Medical Literacy

Thursday, July 15th, 2010

Medical literacy is rare:

Materials that accompany common pediatric drugs exceed most parents’ reading levels, according to a study in Academic Pediatrics.

Researchers filled identical prescriptions for two common pediatric medications — prednisolone (an anti-inflammatory steroid) and amoxicillin (an antibiotic) — at 20 pharmacies in Colorado, Georgia and Tennessee. Seventeen of the pharmacies provided written material along with the medications.

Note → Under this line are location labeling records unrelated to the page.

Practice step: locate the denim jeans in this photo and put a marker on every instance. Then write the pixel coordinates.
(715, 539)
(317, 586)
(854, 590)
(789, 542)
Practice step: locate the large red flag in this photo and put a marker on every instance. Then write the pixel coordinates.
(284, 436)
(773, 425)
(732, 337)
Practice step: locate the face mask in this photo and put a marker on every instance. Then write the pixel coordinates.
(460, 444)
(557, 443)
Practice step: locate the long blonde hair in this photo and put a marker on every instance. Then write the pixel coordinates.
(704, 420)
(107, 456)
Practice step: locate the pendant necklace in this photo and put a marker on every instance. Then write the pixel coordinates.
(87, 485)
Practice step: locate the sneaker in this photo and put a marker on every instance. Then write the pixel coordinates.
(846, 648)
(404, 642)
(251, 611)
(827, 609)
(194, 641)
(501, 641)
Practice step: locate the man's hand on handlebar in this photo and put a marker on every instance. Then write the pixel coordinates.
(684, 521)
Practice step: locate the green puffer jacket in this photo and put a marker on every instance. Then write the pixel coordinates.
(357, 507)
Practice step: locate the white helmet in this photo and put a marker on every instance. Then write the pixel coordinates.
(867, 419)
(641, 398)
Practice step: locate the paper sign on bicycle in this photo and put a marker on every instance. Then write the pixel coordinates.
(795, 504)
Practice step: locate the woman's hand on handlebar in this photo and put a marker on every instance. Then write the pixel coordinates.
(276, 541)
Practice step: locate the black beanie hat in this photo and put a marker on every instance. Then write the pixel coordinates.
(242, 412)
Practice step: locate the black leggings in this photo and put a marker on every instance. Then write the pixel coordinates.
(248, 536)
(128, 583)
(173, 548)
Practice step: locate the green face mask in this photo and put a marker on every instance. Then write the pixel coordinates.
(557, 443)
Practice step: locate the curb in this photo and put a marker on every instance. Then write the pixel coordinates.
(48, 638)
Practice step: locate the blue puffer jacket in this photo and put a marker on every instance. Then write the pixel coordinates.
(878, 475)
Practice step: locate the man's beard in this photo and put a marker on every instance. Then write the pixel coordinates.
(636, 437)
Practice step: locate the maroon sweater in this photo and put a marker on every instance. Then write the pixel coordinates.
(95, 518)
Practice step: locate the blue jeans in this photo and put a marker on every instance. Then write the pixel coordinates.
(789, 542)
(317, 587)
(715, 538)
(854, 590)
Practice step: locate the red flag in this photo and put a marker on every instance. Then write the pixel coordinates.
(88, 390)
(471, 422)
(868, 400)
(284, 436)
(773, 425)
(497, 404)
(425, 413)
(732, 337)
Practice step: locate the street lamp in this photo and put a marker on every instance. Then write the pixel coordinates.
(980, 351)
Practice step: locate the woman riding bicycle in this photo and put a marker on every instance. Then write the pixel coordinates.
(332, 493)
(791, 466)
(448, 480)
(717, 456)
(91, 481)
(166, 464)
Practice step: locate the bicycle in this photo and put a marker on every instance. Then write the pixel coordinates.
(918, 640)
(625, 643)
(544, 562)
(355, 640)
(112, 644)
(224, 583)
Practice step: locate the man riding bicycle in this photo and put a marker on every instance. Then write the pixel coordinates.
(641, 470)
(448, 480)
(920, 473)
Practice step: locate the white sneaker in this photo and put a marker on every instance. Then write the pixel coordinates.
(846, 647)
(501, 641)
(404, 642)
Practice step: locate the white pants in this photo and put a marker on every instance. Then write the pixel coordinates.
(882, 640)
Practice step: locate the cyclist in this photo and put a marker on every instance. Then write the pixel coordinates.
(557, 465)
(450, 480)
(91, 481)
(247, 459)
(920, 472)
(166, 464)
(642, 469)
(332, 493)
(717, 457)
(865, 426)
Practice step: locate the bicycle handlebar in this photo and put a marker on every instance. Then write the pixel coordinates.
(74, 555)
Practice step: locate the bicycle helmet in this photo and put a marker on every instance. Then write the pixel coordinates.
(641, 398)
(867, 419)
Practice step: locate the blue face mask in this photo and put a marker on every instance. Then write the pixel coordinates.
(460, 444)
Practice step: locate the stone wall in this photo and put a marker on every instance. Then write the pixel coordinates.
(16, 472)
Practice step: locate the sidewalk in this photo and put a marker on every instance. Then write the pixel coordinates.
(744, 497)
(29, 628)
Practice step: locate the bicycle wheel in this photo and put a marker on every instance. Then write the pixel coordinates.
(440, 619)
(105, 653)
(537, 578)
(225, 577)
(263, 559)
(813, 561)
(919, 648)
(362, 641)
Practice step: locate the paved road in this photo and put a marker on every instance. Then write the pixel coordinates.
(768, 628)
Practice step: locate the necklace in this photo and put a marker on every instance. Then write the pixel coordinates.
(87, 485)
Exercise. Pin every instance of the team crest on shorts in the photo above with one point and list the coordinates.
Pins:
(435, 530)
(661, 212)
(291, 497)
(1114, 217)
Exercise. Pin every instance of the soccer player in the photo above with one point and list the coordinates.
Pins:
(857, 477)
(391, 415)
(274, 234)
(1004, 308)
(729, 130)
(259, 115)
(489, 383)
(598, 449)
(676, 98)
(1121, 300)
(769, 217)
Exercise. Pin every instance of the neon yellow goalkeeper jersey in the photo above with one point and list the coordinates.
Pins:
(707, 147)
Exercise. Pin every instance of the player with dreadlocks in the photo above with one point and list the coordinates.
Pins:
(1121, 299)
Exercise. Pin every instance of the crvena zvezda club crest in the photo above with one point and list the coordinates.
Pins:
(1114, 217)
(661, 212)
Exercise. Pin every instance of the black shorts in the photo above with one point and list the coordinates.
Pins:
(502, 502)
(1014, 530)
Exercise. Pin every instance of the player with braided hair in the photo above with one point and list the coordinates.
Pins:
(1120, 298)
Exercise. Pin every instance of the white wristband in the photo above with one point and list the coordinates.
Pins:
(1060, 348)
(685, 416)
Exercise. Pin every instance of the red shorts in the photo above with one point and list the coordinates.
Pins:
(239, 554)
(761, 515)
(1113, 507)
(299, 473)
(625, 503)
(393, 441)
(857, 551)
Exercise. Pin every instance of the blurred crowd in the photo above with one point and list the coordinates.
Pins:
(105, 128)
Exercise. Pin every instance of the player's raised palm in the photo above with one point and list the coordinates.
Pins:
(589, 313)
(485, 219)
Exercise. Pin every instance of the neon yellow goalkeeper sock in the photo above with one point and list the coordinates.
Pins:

The researchers rated the difficulty of reading this material using two tests: the Flesch-Kincaid formula, which counts the average words per sentence and average syllables per word; and McLaughlin’s Simplified Measure of Gobbledygook, which focuses on the number of words with three or more syllables.

According to these formulas, the materials were written at an average grade level of around 9.6 or 11.2, respectively. At least 85% of parents nationwide would have trouble deciphering language of this complexity, “since less than 15% of parents nationwide read at or above a high school level,” a recent study said.

Is it ironic that the title of that study is Evaluation of Consumer Medical Information and Oral Liquid Measuring Devices Accompanying Pediatric Prescriptions?

What conclusion are we supposed to draw from the statistic that less than 15% of parents nationwide read at or above a high school level? (The high school graduation rate is over 70 percent.)